Entertainment

This ‘Hunter’ is locked & loaded

A beautifully photographed outdoorsman’s thriller with an environmentalist theme, “The Hunter” takes place in Tasmania, where an American hired gun (Willem Dafoe) takes to the mountains in search of an animal long believed extinct — the Tasmanian tiger.

Martin (Dafoe) lodges with the wife and children of a man who went missing months ago in the nearby mountains, possibly on the same quest.

The vanished father was an environmentalist who may have run afoul of loggers representing the leading industry in this part of Tasmania, the lush and rural island state off the southeast coast of mainland Australia.

Martin soon discovers that he is in danger from both sides — the timber types associate him with the green protesters, while the environmentalists suspect (correctly) that he is using illegal steel traps in the wilderness.

Meanwhile, he gets emotionally involved with the family of the missing man: The wife (Frances O’Connor) is a drugged zombie, while her son and daughter are essentially raising themselves in a house with no electricity.

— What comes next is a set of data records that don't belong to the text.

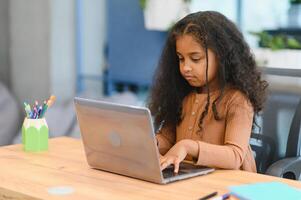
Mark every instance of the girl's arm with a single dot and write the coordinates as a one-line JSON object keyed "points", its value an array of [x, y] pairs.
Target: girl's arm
{"points": [[231, 154]]}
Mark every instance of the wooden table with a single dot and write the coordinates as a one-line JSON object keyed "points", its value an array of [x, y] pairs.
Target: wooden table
{"points": [[30, 176]]}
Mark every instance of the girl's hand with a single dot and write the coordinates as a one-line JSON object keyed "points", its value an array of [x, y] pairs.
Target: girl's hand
{"points": [[174, 156]]}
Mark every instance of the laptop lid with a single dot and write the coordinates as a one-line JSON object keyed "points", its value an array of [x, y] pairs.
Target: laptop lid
{"points": [[119, 139]]}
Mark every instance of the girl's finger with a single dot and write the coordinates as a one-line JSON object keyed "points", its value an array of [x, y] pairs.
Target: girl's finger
{"points": [[176, 165], [162, 159], [166, 163]]}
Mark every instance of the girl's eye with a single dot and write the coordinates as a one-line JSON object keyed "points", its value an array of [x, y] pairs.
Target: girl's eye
{"points": [[195, 59]]}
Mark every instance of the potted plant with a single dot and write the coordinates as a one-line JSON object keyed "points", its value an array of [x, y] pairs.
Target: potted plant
{"points": [[280, 51], [161, 15]]}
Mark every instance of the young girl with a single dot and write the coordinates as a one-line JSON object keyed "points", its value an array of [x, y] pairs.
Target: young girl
{"points": [[205, 94]]}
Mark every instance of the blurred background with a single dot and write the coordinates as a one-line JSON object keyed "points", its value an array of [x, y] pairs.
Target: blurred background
{"points": [[109, 49]]}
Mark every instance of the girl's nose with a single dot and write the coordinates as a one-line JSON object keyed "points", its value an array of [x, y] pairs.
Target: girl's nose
{"points": [[187, 68]]}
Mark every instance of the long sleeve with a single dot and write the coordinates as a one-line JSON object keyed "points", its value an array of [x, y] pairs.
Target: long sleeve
{"points": [[166, 139], [231, 154]]}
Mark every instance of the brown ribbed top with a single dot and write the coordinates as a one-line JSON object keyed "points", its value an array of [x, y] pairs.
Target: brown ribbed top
{"points": [[223, 143]]}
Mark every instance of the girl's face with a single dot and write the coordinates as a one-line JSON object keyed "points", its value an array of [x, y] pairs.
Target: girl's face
{"points": [[192, 62]]}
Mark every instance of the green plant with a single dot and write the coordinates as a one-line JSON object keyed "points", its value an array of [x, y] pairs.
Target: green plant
{"points": [[276, 42], [295, 1]]}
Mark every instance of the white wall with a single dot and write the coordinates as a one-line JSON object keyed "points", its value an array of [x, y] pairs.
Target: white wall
{"points": [[93, 39], [30, 48], [42, 49], [62, 63]]}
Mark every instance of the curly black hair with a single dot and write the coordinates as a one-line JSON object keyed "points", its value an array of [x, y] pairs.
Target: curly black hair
{"points": [[237, 68]]}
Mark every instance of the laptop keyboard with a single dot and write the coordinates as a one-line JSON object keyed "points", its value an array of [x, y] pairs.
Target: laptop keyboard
{"points": [[185, 168], [169, 172]]}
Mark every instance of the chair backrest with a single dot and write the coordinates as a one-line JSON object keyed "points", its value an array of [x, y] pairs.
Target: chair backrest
{"points": [[280, 125], [294, 138]]}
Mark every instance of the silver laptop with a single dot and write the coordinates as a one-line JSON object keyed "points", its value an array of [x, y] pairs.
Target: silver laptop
{"points": [[121, 139]]}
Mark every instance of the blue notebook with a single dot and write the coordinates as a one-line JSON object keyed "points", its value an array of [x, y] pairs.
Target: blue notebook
{"points": [[263, 191]]}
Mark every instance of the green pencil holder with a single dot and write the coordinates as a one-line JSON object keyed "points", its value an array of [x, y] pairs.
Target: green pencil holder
{"points": [[35, 135]]}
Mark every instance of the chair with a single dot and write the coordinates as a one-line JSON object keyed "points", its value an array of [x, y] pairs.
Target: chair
{"points": [[277, 146]]}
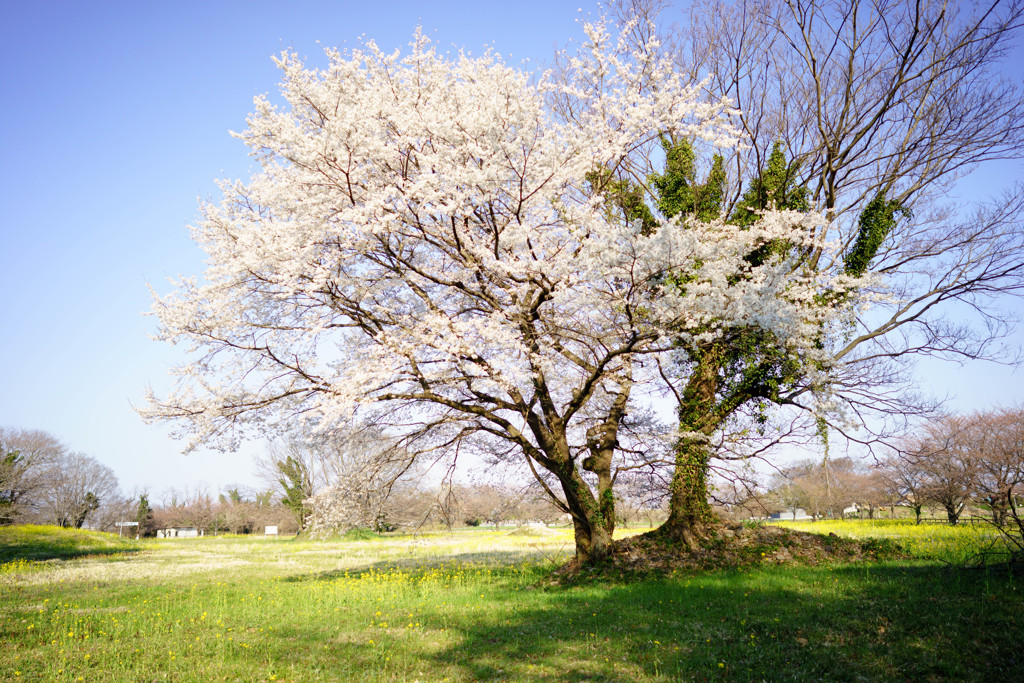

A scene in which Martin brings life back to the house by fixing a generator — at which point a record player holding the children’s favorite Bruce Springsteen song lurches into life — is thrillingly strange and poignant, suggesting the outsider has what it takes to shake up this drowsy island.

Or maybe the island folk won’t let him. Martin finds himself preyed upon by others, as well as his own self-doubt.

Dafoe proves to have the right blend of ruggedness and sensitivity for this conflicted hero.

The actor’s habit of maintaining a lavishly styled coiffure in all situations, even when his character is meant to be sleeping in the rain for days on end, is becoming distracting, though.